School leavers thinking about studying performing arts, agriculture or philosophy next year will likely have a near-even gender split in their course.

But those leaning towards nursing, teacher education or radiography will find their lecture theatres female-dominated.

And men will dominate the numbers in automotive engineering, engineering and technology and aerospace engineering.

A new Ministry of Education-commissioned report has detailed the gender split in 63 fields of study at bachelor level or higher.


Women accounted for 92 per cent of nursing enrolments in 2015, 84 per cent in teacher education and 84 per cent in radiography.

Male-dominated fields included several engineering fields and computer science (81 per cent).

Areas with a more even gender split included accountancy, chemical sciences, performing arts, philosophy, architecture, sport and recreation and agriculture.

The report also looked at how enrolment numbers had changed since 2008.

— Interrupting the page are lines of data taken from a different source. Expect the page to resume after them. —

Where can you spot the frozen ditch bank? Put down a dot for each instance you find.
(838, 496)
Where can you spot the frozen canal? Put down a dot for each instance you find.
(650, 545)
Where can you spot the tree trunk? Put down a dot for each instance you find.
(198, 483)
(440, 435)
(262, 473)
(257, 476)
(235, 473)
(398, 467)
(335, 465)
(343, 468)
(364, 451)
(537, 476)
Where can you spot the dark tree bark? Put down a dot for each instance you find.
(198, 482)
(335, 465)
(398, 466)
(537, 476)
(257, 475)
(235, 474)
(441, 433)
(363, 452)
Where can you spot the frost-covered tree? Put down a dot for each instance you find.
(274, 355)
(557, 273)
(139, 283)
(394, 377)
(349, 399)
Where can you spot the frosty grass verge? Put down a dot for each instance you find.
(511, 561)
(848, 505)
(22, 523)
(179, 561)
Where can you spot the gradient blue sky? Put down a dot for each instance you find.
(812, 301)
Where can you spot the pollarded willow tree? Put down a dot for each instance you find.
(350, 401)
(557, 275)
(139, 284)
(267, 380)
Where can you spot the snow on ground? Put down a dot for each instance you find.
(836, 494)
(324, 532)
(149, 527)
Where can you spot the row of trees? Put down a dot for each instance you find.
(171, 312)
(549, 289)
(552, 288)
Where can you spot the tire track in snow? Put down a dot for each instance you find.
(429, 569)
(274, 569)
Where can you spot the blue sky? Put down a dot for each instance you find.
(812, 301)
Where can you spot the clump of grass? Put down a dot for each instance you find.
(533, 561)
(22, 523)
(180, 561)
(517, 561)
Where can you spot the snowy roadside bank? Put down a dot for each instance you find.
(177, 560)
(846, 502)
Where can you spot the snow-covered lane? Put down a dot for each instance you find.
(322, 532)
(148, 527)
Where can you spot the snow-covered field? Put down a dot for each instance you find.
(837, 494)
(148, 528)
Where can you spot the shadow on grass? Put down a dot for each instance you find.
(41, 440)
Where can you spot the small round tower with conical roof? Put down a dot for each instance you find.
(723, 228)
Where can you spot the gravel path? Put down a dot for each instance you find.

The field of health had the biggest increase in the share of enrolments - up from 15 per cent to 18 per cent in 2015.

There was also an increase in the proportion of students enrolled in "stem"-related subjects - science, technology, engineering and mathematics.

Engineering and related technologies increased from 4.9 per cent to 6.5 per cent, and information technology rose from 5.3 per cent to 6.4 per cent.

There was a decline in the proportion of students enrolled in the society and culture field of study (36 per cent to 32 per cent), and management and commerce (22 per cent to 20 per cent).

The Government has targeted funding at Stem subjects, including $97 million over four years to allow institutions to increase intakes.